Operasi berjalan dengan lancar dan tanpa hambatan. Proses operasi dilakukan oleh 7 orang dokter dan bidan. Menurut cerita mama: setelah habis operasi dokter berkata kepada bapa dan mama “Puji Tuhan anak mama bisa selamat, jika tadi tidak dibawa ke RS, pasti anak ini tidak bisa selamat. Syukur dia kuat, dan cairan nanah yang ada di usus buntunya itu sedikit lagi sampai di hati, dan jika itu terjadi kami tidak dapat berbuat apa-apa.”
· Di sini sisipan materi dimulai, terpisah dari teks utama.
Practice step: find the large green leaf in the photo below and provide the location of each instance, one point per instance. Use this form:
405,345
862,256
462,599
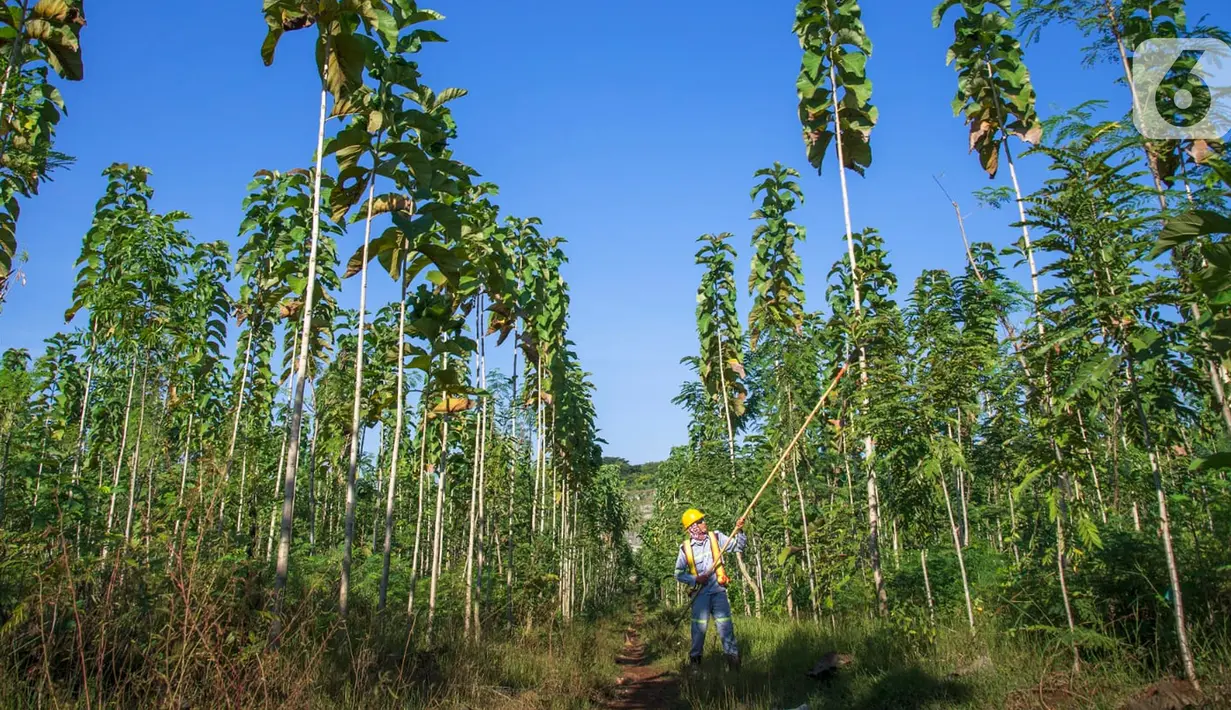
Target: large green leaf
1189,227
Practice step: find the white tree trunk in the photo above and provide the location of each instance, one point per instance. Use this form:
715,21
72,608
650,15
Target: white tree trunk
297,409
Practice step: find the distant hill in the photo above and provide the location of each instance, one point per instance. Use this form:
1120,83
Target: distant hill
639,489
635,475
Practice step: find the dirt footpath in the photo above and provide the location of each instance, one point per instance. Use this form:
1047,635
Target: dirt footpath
641,686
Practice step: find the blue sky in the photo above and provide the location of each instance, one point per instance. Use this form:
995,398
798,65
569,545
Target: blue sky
629,127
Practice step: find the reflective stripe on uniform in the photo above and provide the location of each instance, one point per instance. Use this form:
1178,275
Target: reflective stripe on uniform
714,554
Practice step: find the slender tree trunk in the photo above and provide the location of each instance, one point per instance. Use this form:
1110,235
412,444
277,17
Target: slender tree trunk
239,400
808,544
726,404
38,474
1093,469
395,459
1012,528
1186,652
480,426
297,410
512,484
273,512
419,513
957,546
184,471
869,448
243,482
79,446
344,593
123,443
137,460
438,535
483,490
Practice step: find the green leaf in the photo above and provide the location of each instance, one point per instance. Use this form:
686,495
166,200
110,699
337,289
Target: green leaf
1190,225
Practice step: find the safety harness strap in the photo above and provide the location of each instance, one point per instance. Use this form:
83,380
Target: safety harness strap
719,572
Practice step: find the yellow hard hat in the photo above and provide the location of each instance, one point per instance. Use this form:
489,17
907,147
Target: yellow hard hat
689,517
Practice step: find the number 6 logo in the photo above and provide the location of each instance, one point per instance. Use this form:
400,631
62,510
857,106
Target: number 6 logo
1182,89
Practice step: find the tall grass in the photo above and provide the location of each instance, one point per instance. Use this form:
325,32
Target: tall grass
900,665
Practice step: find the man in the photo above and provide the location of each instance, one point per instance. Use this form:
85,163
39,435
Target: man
694,566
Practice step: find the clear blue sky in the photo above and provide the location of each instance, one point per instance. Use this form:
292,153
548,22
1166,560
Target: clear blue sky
629,127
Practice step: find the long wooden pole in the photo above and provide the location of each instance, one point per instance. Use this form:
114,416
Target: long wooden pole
782,458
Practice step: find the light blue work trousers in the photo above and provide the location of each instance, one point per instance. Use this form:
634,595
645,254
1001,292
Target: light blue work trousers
713,606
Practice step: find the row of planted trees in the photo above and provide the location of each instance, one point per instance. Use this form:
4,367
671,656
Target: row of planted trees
1059,448
342,462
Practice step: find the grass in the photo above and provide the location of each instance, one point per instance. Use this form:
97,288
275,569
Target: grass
900,666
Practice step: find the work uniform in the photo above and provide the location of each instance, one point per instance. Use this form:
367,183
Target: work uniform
710,602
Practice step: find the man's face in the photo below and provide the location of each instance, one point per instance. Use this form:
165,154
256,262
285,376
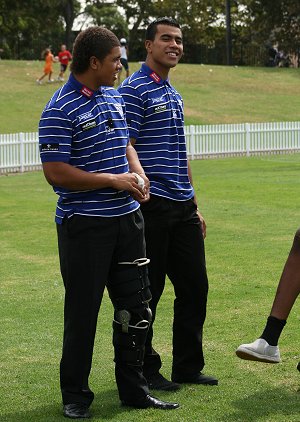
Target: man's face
109,67
167,49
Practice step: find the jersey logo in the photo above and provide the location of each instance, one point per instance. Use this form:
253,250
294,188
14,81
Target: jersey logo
49,147
157,109
119,109
158,100
155,77
88,125
85,116
86,91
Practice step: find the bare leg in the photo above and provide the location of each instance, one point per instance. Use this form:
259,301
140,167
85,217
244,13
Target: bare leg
289,285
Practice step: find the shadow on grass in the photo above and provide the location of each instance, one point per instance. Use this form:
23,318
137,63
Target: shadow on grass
106,406
266,405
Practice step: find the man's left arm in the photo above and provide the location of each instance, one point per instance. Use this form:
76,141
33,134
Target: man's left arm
135,167
195,201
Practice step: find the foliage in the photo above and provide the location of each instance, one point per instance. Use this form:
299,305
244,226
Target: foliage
212,94
28,26
109,16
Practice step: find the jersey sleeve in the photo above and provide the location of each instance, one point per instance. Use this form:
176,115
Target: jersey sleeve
134,109
55,135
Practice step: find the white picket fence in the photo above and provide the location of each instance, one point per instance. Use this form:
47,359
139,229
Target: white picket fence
19,152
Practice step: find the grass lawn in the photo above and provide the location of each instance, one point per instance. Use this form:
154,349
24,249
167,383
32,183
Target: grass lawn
251,209
212,94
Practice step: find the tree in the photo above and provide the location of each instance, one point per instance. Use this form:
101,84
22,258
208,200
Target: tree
108,15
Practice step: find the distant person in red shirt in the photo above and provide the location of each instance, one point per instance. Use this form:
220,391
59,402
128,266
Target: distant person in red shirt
48,68
64,56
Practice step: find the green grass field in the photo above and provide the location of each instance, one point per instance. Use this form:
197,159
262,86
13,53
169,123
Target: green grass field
212,94
251,209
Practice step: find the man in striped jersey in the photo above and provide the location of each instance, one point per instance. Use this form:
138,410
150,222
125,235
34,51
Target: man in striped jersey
174,228
88,159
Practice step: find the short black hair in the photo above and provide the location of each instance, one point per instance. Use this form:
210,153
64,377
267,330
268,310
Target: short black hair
152,28
93,41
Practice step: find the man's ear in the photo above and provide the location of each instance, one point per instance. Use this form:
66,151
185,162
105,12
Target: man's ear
94,63
148,45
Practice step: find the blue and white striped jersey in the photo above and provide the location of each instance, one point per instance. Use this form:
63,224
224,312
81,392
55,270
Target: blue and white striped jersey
87,130
154,112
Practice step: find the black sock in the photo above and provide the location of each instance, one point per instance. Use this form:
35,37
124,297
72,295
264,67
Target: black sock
273,330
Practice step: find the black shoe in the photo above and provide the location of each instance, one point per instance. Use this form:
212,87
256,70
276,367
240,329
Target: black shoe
196,379
150,401
76,411
159,382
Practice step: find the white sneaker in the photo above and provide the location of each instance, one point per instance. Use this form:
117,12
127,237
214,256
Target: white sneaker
259,350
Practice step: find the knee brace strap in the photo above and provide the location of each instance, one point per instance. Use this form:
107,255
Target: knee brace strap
129,346
130,284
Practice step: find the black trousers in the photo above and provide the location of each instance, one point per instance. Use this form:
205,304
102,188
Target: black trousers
89,250
175,246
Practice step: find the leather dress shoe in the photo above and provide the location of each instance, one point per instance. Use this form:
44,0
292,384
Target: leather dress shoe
150,401
159,382
76,411
196,379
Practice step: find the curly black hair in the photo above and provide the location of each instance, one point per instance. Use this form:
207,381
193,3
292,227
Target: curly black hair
93,41
152,28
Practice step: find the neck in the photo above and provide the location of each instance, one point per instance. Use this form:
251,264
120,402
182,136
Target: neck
162,71
86,80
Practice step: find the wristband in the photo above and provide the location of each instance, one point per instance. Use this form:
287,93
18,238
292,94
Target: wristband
140,180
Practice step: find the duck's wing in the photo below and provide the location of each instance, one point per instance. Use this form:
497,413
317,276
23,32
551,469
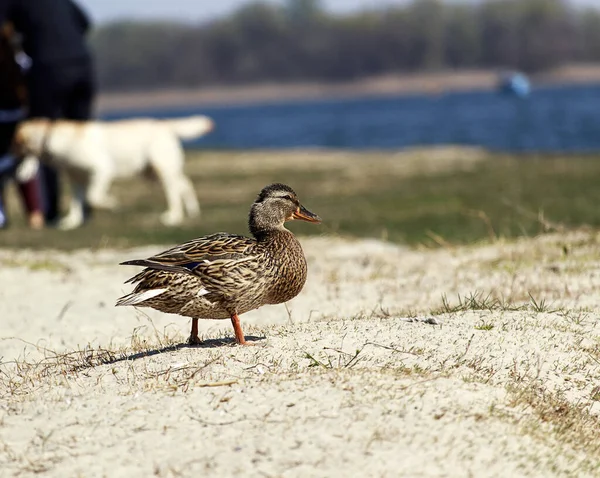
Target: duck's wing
220,250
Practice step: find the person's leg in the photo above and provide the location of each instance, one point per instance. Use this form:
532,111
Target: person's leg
79,98
45,97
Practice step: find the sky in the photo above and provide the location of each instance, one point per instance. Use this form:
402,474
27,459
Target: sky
200,10
194,10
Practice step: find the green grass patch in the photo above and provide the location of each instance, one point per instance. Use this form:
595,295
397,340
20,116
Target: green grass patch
405,198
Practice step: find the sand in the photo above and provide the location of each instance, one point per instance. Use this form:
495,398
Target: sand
376,369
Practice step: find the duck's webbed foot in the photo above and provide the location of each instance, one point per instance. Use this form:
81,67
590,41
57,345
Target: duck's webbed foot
194,339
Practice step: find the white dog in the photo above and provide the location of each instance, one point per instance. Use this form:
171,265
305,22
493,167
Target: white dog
93,153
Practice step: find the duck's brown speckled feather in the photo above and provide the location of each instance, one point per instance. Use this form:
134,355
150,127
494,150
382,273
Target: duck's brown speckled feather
223,275
229,274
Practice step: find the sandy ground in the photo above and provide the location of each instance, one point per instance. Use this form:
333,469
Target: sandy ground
376,369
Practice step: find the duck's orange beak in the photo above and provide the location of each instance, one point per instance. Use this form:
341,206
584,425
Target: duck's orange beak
303,214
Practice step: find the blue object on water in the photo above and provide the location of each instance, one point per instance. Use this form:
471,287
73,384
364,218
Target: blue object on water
516,84
551,119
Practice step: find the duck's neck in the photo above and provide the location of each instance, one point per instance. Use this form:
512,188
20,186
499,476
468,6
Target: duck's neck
266,236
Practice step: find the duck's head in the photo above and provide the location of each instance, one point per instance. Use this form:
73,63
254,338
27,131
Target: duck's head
276,204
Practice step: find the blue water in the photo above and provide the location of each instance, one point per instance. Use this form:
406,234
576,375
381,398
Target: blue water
549,120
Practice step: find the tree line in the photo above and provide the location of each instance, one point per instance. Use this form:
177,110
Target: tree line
300,41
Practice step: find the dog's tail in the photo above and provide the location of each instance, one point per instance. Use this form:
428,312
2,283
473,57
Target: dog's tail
191,127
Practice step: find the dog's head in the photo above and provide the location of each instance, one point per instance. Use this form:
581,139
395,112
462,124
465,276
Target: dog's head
29,137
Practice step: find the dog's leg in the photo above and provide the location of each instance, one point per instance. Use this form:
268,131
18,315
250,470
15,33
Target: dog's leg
172,187
97,193
189,198
75,216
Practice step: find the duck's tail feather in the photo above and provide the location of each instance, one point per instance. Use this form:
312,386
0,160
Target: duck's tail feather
158,266
136,298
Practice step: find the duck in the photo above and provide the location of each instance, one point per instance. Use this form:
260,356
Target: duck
221,276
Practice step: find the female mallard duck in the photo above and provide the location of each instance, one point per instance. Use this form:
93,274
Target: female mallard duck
223,275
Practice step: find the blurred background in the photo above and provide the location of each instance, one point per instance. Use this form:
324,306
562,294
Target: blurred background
371,74
422,121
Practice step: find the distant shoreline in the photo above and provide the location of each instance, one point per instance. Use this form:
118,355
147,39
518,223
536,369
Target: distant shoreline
423,83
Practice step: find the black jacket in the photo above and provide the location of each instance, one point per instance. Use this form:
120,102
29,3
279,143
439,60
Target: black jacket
53,30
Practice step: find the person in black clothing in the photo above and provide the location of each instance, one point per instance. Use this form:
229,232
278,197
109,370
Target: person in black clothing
60,81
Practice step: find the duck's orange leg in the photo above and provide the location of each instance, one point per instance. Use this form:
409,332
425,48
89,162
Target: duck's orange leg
194,339
237,328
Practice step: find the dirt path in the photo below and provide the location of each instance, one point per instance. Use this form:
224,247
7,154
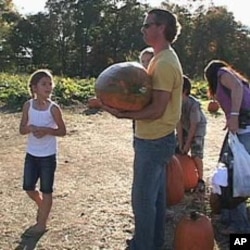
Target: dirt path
93,181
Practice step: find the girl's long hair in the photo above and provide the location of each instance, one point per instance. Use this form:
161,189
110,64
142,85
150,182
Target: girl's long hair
210,74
Keesokan harinya, ketika saya membuka mata, di tangan saya terdapat infus dan di mulut saya ada masker oksigen. Setelah itu, dokter menyuruh saya untuk makan 1 gelas bubur ( campuran susu dan putih telur ) yang rasanya sangat enak. Tetapi saya hanya makan sedikit saja. Selang beberapa menit, saya dibawa ke ruang rawat inap. Sekitar 3 minggu saya di rawat inap, karena luka operasi saya masih belum membaik.Selama di ruang inap saya mendapat banyak pengalaman baru: saya mendapat teman baru, namanya kaka Tildis. Umurnya kira-kira 20 tahun. Dan saya juga bisa akrab dengan ibu bidan yang merawat saya. Selama luka operasi saya masih belum sembuh, saya dilarang makan mie, dan makanan yang mengandung biji-bijian, karena bisa berdampak buruk.
Setelah beberapa waktu berlalu, saya bisa dipulangkan kerumah karena kondisi saya mulai membaik. Saya sangat senang. Namun setiap minggu saya harus rajin pergi ke RS untuk mengontrol luka operasi saya. Setelah kejadian operasi itu, kami mendapatkan berita yang menyedihkan, ternyata mama saya mengalami keguguran, yang mana diketahui bahwa adik saya adalah adik kembar dan berjenis kelamin laki-laki. Demi merawat saya dirumah sakit, mama harus kehilangan kedua calon adik kembar saya. Perasaan saya sangat sedih. Karena semua itulah saya mengatakan kepada mama “Jika terlambat sedikit saja, saya pasti tidak ada di sini”. Namun apapun itu kejadian yang terjadi pasti ada hikmah yang dipelajari. Tuhan lebih tahu hal baik untuk kami sekeluarga.